首都高を走るLEXUX LS(写真:©1995-2017 TOYOTA MOTOR CORPORATION)

昨年10月にフルモデルチェンジした、レクサスのフラッグシップセダン「LS」シリーズ。当初は導入プランの関係からハイブリッドモデルの「LS500h」を見掛けることが多かったが、半年近く経った今、ターボモデルの「LS500」も市場に出回り始めている。

初代「LS400」から受け継がれてきたレクサス伝統

LSを名乗ってから5代目となる新型は新生レクサスを象徴する流麗なスタイルだけでなく、世界屈指の「先進安全技術」と、将来の運転の自動化レベルを高める要素技術である「高度運転支援技術」を搭載したことでも話題を呼んだ。
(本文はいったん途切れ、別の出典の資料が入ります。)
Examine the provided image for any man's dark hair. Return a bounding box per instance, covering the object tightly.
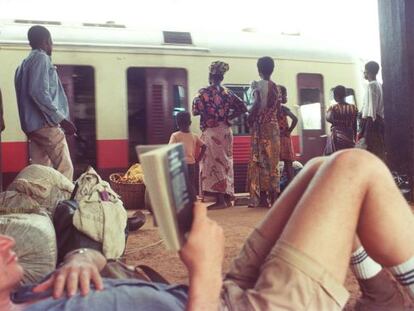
[257,56,275,76]
[334,85,346,99]
[209,73,224,82]
[365,61,379,75]
[177,111,191,129]
[27,25,51,49]
[279,85,287,96]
こうした時代ごとの最先端技術をふんだんに採り入れていくという開発スタンスは、1989年に誕生した初代「LS400」から受け継がれてきたレクサス伝統のひとつだ。また、当時のLS400は国内市場においては「セルシオ」を名乗り、トヨタ自動車における個人向け最上級モデル(法人向けは「センチュリー」)として同年に導入されていた。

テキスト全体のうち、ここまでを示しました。